Once he came back at 4 in the morning. It was raining very lightly and a few birds had decided to annoy their neighbors, and he came smelling strongly of smoke and Chinatown, which pissed her off, but only in an offhand way. She didn't like Chinatown--there were too many loud things--but she liked misty rain, so all she did was kiss his cheek and sit him down gently, offering him a Slim Jim, which he ate. Surprisingly. She'd gotten enough money to stop by a little bodega the previous afternoon, and conversing with the older Peruvian woman in her native dialect was enough favor curried to shave some of her price off. Which was good, because she needed food. Hunger was sneaking up on her, she could tell; it would tap her shoulder and start talking to her in about five hours.

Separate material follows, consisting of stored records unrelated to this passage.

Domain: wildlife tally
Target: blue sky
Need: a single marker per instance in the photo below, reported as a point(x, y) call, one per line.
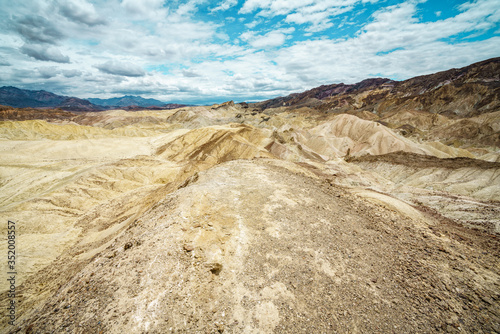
point(197, 51)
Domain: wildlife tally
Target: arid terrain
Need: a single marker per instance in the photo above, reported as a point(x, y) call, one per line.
point(367, 208)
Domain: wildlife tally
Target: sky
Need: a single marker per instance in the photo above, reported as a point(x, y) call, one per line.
point(203, 52)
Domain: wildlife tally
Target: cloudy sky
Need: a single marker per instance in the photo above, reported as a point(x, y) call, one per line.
point(201, 51)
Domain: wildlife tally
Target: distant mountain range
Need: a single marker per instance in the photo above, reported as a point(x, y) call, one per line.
point(23, 98)
point(464, 92)
point(127, 100)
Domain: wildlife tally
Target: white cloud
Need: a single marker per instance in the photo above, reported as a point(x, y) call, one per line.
point(317, 13)
point(162, 49)
point(44, 53)
point(271, 39)
point(121, 68)
point(80, 11)
point(225, 5)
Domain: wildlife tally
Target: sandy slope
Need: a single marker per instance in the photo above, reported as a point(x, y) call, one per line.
point(190, 220)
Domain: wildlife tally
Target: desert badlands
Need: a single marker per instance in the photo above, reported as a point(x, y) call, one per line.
point(368, 208)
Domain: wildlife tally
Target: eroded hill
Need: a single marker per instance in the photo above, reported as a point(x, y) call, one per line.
point(235, 219)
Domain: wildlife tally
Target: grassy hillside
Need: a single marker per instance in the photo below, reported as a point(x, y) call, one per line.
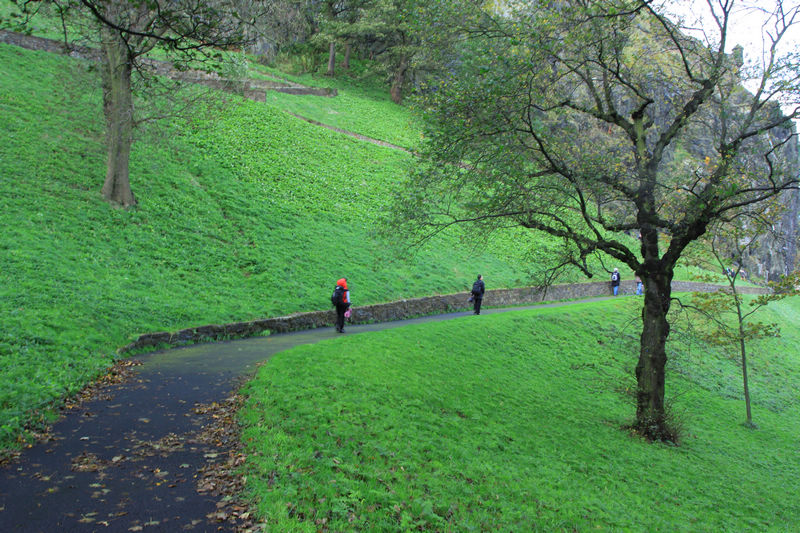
point(513, 423)
point(249, 214)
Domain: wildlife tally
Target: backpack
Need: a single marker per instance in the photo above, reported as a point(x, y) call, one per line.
point(476, 288)
point(337, 298)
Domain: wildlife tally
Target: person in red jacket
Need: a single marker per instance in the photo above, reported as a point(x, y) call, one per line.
point(341, 300)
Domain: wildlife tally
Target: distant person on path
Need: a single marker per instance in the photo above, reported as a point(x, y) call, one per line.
point(615, 279)
point(341, 301)
point(478, 288)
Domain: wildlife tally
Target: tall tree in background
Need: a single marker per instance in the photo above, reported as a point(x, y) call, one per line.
point(187, 31)
point(587, 120)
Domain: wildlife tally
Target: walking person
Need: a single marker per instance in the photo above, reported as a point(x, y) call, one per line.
point(478, 288)
point(341, 301)
point(615, 279)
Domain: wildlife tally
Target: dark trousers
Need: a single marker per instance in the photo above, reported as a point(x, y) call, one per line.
point(340, 309)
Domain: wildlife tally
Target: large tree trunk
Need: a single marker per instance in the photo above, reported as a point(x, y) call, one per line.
point(399, 79)
point(650, 371)
point(331, 59)
point(118, 110)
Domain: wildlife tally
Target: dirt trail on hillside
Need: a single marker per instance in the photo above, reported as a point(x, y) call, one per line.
point(138, 455)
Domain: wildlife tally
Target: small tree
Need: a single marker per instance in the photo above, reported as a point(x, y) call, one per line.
point(724, 251)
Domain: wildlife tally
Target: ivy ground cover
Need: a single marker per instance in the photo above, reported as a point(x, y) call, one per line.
point(514, 422)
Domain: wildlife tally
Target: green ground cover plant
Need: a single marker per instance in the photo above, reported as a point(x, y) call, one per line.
point(360, 107)
point(252, 215)
point(513, 422)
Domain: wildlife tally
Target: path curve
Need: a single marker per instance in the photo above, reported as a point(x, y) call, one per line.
point(133, 458)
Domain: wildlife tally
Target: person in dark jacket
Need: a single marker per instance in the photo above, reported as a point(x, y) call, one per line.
point(341, 302)
point(478, 288)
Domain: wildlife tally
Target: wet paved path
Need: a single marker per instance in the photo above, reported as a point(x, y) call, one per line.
point(132, 458)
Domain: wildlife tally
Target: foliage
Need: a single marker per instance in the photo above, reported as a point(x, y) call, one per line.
point(239, 219)
point(512, 422)
point(557, 118)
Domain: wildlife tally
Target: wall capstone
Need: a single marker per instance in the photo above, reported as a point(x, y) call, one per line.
point(403, 309)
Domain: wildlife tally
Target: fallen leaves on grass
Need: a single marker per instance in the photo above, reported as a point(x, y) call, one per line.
point(222, 476)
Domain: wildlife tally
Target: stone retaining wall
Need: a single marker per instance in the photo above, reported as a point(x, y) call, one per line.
point(401, 309)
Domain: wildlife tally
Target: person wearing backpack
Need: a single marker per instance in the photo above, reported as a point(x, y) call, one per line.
point(341, 301)
point(615, 279)
point(478, 288)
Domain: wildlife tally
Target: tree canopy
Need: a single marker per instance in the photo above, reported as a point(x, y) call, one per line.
point(588, 120)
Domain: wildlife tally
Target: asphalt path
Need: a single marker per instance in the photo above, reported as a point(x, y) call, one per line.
point(133, 457)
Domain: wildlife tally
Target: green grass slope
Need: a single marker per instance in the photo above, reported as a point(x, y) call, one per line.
point(513, 422)
point(252, 214)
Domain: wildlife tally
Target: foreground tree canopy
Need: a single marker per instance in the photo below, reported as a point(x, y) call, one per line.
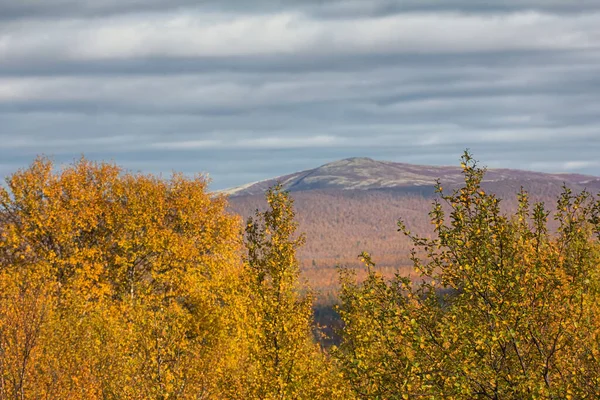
point(127, 286)
point(506, 309)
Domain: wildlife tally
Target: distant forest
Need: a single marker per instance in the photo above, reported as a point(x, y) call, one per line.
point(116, 285)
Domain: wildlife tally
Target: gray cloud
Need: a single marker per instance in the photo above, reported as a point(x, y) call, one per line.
point(245, 93)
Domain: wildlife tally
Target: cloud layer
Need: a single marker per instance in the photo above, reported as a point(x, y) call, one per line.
point(246, 93)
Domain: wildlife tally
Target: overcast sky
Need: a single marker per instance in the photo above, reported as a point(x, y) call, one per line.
point(246, 90)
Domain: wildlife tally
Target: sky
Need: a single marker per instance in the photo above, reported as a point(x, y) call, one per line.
point(247, 90)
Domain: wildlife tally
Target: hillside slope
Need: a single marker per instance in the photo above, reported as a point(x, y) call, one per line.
point(352, 205)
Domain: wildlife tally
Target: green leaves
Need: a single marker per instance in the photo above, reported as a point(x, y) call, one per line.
point(499, 309)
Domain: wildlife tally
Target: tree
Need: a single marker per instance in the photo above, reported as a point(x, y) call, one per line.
point(506, 308)
point(285, 362)
point(116, 285)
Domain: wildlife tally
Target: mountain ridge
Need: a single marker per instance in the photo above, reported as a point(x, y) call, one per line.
point(364, 173)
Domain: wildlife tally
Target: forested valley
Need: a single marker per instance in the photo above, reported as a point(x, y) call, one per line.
point(119, 285)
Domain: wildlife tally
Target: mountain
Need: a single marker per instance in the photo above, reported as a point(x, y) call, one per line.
point(361, 173)
point(352, 205)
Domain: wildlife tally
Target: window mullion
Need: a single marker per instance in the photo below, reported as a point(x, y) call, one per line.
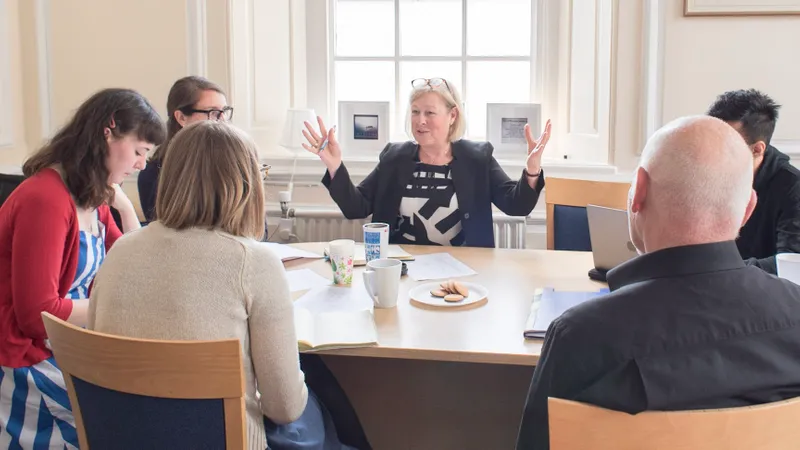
point(463, 53)
point(397, 109)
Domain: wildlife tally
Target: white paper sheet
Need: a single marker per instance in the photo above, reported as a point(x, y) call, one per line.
point(288, 253)
point(437, 266)
point(335, 298)
point(300, 280)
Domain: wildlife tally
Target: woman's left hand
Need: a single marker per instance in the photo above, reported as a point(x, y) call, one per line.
point(536, 148)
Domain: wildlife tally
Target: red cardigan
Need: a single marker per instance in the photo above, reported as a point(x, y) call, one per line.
point(39, 240)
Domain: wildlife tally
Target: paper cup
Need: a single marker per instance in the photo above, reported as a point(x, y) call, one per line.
point(376, 241)
point(341, 253)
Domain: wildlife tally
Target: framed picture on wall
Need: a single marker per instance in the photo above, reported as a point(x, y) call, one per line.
point(740, 7)
point(363, 127)
point(505, 126)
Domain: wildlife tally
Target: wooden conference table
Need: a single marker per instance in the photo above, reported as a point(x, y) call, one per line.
point(452, 379)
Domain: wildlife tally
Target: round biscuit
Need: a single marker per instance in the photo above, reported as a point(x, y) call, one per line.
point(461, 289)
point(453, 298)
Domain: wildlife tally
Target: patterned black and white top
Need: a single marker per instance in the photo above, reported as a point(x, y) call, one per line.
point(429, 209)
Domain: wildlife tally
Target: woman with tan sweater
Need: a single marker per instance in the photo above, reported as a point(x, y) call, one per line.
point(199, 273)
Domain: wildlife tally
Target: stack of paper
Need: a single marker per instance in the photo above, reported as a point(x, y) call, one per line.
point(289, 253)
point(303, 279)
point(437, 266)
point(548, 304)
point(335, 317)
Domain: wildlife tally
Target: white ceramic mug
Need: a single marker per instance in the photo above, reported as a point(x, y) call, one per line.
point(382, 281)
point(341, 252)
point(376, 241)
point(788, 266)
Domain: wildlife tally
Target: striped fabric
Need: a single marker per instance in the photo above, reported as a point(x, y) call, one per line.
point(34, 406)
point(91, 255)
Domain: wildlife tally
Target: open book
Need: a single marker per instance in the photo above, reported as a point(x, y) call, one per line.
point(335, 317)
point(337, 329)
point(395, 252)
point(548, 304)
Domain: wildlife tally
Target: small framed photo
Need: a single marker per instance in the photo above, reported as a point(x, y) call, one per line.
point(366, 126)
point(505, 125)
point(740, 7)
point(363, 127)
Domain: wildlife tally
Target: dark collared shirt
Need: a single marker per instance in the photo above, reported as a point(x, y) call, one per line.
point(683, 328)
point(774, 226)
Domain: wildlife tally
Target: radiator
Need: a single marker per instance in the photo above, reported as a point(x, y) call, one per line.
point(326, 225)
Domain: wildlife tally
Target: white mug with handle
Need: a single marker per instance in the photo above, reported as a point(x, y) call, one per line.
point(382, 281)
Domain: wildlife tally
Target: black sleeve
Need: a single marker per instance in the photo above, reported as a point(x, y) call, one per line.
point(355, 202)
point(787, 239)
point(556, 375)
point(513, 197)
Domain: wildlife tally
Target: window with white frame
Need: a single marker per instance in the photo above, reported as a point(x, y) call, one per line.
point(485, 48)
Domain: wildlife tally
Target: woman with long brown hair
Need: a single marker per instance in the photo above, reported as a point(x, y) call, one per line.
point(55, 230)
point(191, 99)
point(210, 210)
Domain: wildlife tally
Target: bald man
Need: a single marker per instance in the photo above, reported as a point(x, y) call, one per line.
point(687, 325)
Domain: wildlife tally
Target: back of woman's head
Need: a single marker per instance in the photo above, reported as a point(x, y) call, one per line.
point(211, 179)
point(185, 93)
point(81, 146)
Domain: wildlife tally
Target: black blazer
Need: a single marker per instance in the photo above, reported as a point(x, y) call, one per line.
point(478, 179)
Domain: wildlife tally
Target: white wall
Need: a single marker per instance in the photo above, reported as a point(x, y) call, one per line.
point(662, 65)
point(13, 145)
point(705, 56)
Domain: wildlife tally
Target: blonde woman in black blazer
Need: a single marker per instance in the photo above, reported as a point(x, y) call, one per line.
point(439, 188)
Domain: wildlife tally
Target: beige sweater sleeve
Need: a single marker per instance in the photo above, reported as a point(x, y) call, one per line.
point(273, 341)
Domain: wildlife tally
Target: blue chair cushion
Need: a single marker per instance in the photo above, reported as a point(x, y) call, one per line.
point(121, 421)
point(571, 228)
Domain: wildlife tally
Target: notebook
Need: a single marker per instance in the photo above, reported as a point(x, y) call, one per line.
point(395, 252)
point(289, 253)
point(548, 304)
point(331, 317)
point(339, 329)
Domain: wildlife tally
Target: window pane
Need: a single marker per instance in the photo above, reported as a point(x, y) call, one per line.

"Cas," she started, quietly, "can you hear me?"

A nod and a soft grunt as he sat. "I'm tired, Bird." He'd taken to calling her that over the last few weeks, after he commented one day on the Dumpster how birdlike her figure was--the graceful slight of her wrists, her jutted-out collarbone like angel wings starkly shown over all her low-cut shirts, her slim frame and slightly boyish build, even the way she ran across the roofs of the nearby buildings. To him it screamed "bird". (He had used the phrasing in a joke about an art student on speed he'd met once on the street.)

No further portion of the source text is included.